The areas the company is targeting are Amber ID, Diamond ID and Spectre ID.
While the trend in recent years has been to use transparent elements on polycarbonate ID documents, Veridos is looking to further enhance the security features by adding more complexity with a goal to produce documents that are easy to verify and at the same time difficult to duplicate.
Amber ID, Diamond ID and Spectre ID are the latest in a long list of new techniques and technologies developed by Veridos in the field of document security to protect IDs against counterfeiting.
Amber ID appears as a metallic, optically variable window with a positive-brilliant photo of the document owner. When backlit, the window with the motif becomes almost transparent, while in front light it looks like a golden metal leaf that turns green depending on the viewing angle. As the pigments are integrated and not printed, it is the ideal solution for a brilliant personalisation in a transparent window.

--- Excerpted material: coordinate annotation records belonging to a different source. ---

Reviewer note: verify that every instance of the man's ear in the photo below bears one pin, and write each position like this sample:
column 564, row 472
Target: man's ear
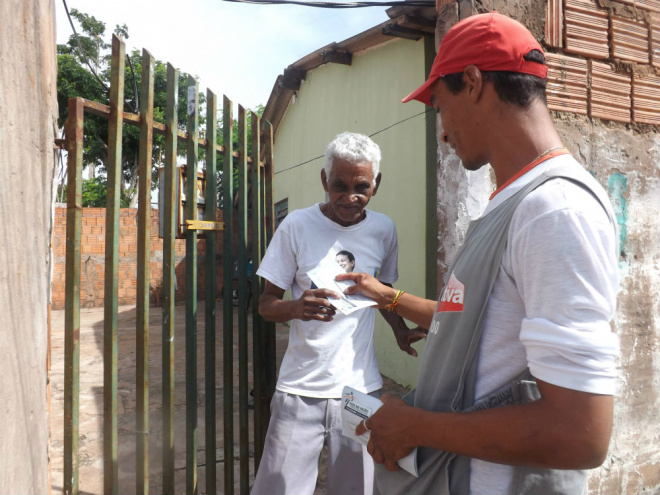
column 324, row 180
column 377, row 184
column 473, row 82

The Diamond ID feature helps to unambiguously verify questionable documents. It is fully transparent in day light, while it glows brilliant white under UV light in synergies with laser engraving, thanks to special smart colour technology developed in collaboration with C.S.T (Crime Science Technology).
Spectre ID, on the other hand, is a further development of Veridos’ well known Magic ID feature, which sets static images in motion. When the card is tilted, the images appear to move. Thanks to Spectre ID, this effect can now also be applied to the transparent window areas of cards and data pages in combination with the repeated holder’s image.
As the latest generation of transparent security elements, the new functions embody an evolution for ID documents. A modular system makes it possible to combine these functions.
This also applies to Veridos’ “Look ID” feature, the transparent stripe, spanning the entire data page, which is used in the current passport of Latvia, for example.